SRH University

Sanketh Mysore: „Wie viele Studenten in Indien habe ich mich aus finanziellen Gründen für Informatik entschieden – aber mein Blick war immer auf den Himmel gerichtet.“

Sanketh Mysore studierte an unserer Hochschule Informatik im Hauptfach und schloss sein Studium 2019 ab. Heute arbeitet er als Senior Software Developer bei SAP SE – und neben seiner beruflichen Laufbahn absolvierte er in Deutschland eine Ausbildung

Ein graduierter Student trägt eine Abschlussmütze und einen Umhang, lächelt in die Kamera und steht vor einem unscharfen Hintergrund.

Erzähl doch mal, was machst du gerade und wie sieht dein beruflicher Alltag aus?

Ich arbeite in einem Software-Team von SAP, das eines der ERP-Module entwickelt, die das Kerngeschäft von SAP bilden. Gemeinsam lösen wir als Team Probleme im Bereich der Auftragsabwicklung in der Lieferkette und entwickeln Funktionen, die Unternehmen dabei helfen, ihre Vertriebsprozesse mit dem Rest der Lieferkette zu integrieren.

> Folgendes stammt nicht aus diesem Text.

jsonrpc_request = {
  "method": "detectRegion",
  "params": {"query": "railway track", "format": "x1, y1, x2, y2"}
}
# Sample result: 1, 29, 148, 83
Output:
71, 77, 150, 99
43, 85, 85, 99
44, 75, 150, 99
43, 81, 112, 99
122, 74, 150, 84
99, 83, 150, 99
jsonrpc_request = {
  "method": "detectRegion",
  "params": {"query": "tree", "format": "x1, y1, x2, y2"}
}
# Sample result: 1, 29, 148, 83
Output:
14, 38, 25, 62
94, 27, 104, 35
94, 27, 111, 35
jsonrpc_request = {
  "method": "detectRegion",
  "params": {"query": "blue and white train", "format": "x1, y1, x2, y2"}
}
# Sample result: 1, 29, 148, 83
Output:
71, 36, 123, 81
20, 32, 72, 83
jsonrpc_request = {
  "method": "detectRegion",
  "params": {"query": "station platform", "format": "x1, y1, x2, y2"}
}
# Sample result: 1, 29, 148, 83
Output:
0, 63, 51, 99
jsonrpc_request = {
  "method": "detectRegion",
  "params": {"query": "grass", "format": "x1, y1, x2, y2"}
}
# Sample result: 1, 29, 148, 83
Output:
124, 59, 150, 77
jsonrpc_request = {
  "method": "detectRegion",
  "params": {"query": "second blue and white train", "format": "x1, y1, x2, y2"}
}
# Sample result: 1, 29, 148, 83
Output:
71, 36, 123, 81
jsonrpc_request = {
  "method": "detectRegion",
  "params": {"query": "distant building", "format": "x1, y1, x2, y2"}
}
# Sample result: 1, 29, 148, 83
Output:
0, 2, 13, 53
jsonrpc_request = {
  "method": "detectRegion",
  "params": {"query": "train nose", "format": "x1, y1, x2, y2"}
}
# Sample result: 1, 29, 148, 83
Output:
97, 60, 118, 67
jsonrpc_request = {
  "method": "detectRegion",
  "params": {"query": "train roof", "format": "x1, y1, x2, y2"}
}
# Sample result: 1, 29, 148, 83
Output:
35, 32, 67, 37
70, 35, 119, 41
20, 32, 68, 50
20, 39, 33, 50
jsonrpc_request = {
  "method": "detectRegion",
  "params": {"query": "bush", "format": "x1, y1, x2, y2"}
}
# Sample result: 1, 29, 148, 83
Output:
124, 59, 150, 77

Was macht deine Branche so spannend für dich?

Jeden Tag haben wir die Möglichkeit, unser volles Potenzial auszuschöpfen und Einfluss darauf zu nehmen, wie effizient Unternehmen auf der ganzen Welt arbeiten.

Bewerbungsverfahren sind immer aufregend. Wie hast du diese Phase direkt nach dem Studium in Erinnerung? Gab es besondere Herausforderungen?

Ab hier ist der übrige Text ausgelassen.